🤖 AI Summary
To address low multi-task execution efficiency of assistive agents in domestic environments, this paper proposes an LLM-driven joint task planning framework. It leverages large language models (LLMs) with few-shot prompting to achieve zero-shot high-level task anticipation, then uniformly encodes the anticipated multi-task set as a PDDL goal for classical planning—specifically, the FF Planner—to generate a synergistically optimized, fine-grained action sequence.
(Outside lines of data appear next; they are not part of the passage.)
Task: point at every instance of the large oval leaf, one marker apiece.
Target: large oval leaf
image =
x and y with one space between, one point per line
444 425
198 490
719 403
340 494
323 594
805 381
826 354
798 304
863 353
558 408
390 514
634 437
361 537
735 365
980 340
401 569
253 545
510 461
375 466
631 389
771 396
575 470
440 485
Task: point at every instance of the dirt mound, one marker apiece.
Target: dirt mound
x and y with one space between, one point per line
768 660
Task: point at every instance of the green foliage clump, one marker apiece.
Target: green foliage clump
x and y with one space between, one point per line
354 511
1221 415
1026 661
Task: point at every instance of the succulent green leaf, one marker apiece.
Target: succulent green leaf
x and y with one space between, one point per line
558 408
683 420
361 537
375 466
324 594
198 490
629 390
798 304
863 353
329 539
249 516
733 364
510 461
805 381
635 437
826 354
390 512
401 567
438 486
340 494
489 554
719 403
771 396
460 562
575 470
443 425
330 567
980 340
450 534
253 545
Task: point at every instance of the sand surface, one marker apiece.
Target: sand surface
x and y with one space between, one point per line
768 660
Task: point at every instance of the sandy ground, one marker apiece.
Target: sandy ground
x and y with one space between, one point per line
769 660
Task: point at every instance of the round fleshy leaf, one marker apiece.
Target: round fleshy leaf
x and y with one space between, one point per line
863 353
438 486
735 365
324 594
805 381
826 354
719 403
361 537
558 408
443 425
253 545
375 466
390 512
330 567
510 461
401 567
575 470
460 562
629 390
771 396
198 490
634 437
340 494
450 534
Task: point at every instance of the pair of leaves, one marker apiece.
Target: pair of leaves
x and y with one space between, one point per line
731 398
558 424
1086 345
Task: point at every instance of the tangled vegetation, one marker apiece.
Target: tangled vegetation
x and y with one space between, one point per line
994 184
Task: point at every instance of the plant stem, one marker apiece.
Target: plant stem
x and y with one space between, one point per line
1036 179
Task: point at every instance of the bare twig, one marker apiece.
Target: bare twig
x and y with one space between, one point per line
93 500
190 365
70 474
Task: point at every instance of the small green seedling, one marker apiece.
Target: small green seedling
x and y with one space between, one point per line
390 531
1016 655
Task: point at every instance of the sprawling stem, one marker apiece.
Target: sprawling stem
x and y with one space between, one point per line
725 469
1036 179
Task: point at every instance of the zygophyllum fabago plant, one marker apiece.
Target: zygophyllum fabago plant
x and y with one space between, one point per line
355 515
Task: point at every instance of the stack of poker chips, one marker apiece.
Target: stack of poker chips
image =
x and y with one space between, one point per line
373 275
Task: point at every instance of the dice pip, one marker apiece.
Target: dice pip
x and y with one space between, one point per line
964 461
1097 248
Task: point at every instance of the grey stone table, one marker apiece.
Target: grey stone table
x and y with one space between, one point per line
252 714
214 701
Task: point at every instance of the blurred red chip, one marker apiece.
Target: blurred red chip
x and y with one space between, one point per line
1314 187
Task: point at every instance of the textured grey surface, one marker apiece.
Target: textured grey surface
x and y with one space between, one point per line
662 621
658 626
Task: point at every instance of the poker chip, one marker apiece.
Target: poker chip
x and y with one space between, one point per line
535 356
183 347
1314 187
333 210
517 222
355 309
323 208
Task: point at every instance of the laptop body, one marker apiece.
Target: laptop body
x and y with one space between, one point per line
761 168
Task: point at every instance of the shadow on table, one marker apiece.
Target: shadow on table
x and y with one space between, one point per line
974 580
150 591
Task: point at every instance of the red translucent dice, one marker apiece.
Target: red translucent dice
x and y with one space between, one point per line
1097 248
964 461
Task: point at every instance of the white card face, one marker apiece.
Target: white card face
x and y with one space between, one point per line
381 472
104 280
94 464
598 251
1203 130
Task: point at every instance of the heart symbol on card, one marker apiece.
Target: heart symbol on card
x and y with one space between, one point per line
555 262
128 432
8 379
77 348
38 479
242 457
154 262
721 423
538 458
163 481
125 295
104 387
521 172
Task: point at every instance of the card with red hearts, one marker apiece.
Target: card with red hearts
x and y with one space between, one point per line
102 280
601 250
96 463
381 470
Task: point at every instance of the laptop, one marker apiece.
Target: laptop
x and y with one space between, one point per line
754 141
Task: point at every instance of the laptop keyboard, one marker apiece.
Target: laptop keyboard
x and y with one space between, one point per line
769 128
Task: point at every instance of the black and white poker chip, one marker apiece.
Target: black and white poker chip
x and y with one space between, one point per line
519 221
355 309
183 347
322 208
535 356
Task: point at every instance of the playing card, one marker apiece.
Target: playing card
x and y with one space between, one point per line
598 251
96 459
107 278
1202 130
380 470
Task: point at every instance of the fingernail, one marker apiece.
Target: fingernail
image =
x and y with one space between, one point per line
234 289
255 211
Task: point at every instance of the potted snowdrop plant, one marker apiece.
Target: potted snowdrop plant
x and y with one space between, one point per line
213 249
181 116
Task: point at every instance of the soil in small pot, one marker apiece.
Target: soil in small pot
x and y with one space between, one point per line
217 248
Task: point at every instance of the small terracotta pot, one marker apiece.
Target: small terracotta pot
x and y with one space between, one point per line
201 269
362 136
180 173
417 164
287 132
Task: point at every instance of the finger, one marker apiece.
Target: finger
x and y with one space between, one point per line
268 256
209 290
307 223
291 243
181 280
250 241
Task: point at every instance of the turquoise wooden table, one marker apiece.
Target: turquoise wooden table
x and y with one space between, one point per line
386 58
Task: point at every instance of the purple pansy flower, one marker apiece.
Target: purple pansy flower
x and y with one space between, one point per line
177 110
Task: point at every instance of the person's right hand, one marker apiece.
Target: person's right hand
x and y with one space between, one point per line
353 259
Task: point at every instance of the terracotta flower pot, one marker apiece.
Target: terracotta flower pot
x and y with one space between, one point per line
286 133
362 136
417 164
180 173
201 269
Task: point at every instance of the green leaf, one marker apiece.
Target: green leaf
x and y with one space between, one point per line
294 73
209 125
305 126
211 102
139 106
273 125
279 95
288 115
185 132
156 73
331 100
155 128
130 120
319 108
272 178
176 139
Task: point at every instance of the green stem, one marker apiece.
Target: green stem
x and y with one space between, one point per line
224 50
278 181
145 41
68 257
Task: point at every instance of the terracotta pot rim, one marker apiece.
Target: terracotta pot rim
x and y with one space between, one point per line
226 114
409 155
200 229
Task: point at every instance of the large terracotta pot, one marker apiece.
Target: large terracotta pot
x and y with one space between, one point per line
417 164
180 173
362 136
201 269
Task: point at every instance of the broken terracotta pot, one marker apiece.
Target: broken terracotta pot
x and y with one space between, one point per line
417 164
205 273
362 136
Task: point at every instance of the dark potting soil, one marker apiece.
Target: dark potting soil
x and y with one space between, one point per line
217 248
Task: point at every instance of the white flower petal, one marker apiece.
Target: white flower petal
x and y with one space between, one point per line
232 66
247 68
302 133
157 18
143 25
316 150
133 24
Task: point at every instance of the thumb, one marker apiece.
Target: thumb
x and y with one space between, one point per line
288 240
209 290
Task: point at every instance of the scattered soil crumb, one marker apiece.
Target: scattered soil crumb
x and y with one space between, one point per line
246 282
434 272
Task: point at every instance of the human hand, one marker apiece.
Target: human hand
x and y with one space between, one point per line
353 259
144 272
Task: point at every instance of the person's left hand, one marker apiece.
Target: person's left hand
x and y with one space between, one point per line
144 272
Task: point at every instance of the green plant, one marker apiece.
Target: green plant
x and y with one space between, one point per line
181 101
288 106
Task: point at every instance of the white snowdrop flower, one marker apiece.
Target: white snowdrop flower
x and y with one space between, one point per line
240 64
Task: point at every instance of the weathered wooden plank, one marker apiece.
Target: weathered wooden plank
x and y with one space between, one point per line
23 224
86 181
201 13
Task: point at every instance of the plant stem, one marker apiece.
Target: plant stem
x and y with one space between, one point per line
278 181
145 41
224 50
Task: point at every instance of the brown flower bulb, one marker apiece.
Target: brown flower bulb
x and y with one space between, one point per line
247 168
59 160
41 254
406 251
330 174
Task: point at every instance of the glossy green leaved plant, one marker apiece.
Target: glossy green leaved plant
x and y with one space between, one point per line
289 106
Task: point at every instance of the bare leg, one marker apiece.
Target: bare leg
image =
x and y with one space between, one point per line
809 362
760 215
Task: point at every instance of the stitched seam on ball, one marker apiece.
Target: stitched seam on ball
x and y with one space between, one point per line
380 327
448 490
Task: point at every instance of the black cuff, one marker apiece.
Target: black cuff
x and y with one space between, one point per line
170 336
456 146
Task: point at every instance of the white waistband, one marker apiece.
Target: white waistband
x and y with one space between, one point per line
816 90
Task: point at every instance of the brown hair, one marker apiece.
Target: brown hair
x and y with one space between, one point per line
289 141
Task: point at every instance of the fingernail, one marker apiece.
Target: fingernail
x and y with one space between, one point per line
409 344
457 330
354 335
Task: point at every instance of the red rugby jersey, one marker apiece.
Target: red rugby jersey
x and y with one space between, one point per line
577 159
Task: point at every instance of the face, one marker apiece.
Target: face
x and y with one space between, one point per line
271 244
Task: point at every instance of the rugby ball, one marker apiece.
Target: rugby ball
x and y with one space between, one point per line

This work establishes the first seamless integration of LLM-based task anticipation with symbolic classical planning, enabling cross-task action coordination without any training data. Evaluated in the VirtualHome simulation environment, the framework reduces task completion time by 31% compared to serial single-task execution baselines, demonstrating its effectiveness in action reuse, temporal optimization, and resource coordination.
📝 Abstract
Assistive agents performing household tasks such as making the bed or cooking breakfast often compute and execute actions that accomplish one task at a time. However, efficiency can be improved by anticipating upcoming tasks and computing an action sequence that jointly achieves these tasks. State-of-the-art methods for task anticipation use data-driven deep networks and Large Language Models (LLMs), but they do so at the level of high-level tasks and/or require many training examples. Our framework leverages the generic knowledge of LLMs through a small number of prompts to perform high-level task anticipation, using the anticipated tasks as goals in a classical planning system to compute a sequence of finer-granularity actions that jointly achieve these goals. We ground and evaluate our framework’s abilities in realistic scenarios in the VirtualHome environment and demonstrate a 31% reduction in execution time compared with a system that does not consider upcoming tasks.